D’une part, ce n’est pas le projet de loi sur le bien-être animal qui évoque les relations sexuelles avec des animaux, contrairement à ce que dit M. Henry Jean-Servat à M. Praud, mais le projet de modification du code pénal qui en découle. La réforme s’accompagne en effet de la suppression de l’article 337 du code pénal espagnol, qui prévoyait des peines « de trois mois et un jour à un an de prison [et d’autres peines annexes] pour ceux qui, par quelque moyen ou procédé que ce soit, maltraitent les animaux de manière injustifiée, causant des blessures qui altèrent gravement leur santé ou les soumettant à l’exploitation sexuelle ».

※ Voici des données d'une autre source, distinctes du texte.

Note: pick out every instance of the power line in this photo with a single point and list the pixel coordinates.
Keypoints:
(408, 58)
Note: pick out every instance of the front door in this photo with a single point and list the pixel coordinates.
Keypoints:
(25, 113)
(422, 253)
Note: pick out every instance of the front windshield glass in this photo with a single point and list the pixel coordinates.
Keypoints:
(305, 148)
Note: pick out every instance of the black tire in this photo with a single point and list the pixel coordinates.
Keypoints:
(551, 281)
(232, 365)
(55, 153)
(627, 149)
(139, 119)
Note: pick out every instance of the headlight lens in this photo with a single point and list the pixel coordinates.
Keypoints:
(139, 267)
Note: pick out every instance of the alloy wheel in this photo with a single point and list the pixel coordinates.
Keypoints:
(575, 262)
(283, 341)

La proposition de loi débattue début 2023 au Parlement espagnol crée, à la place, un article 340 bis dans le code pénal espagnol. Son premier alinéa dispose que « sera puni d’un emprisonnement de trois à dix-huit mois [et d’autres peines annexes] ceux qui, en dehors des activités légalement réglementées et par tout moyen ou procédé, y compris les actes à caractère sexuel, causent à un animal domestiqué, apprivoisé, domestiqué ou vivant temporairement ou définitivement sous contrôle humain une blessure nécessitant un traitement vétérinaire pour le rétablissement de sa santé ».

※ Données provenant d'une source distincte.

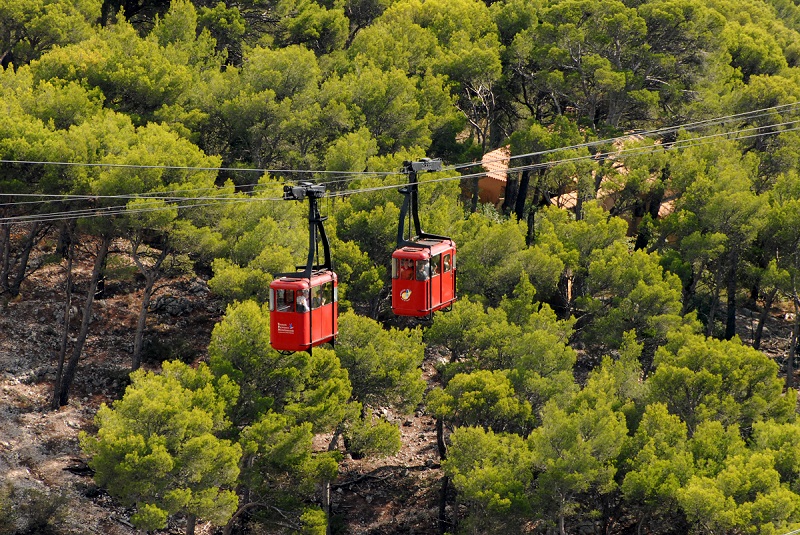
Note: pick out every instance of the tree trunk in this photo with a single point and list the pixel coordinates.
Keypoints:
(69, 373)
(5, 240)
(793, 343)
(510, 198)
(150, 276)
(443, 522)
(730, 319)
(62, 349)
(22, 264)
(326, 505)
(522, 194)
(762, 318)
(138, 337)
(713, 311)
(474, 190)
(191, 521)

Le cinquième alinéa de cet article ajoute que « si les blessures produites ne nécessitent pas de soins vétérinaires ou si l’animal a été gravement maltraité sans causer de blessure, une amende d’un à deux mois ou des travaux au profit de la communauté d’un à trente jours seront prononcés. De même, la peine d’interdiction spéciale de trois mois à un an sera prononcée pour l’exercice d’une profession, d’un métier ou d’un commerce se rapportant aux animaux et pour la possession d’animaux ».

Le CDJM constate que si les peines prévues varient selon que l’animal a été blessé ou pas, la commission d’actes à caractère sexuel sur des animaux est dans tous les cas punie. On ne peut donc pas parler de “dépénalisation de la bestialité”.

Conclusion

Le CDJM réuni le 9 mai 2023 en séance plénière estime que l’obligation déontologique d’exactitude et de véracité des faits n’a pas été respectée par CNews.

La saisine est déclarée fondée.

Cette décision a été prise par consensus.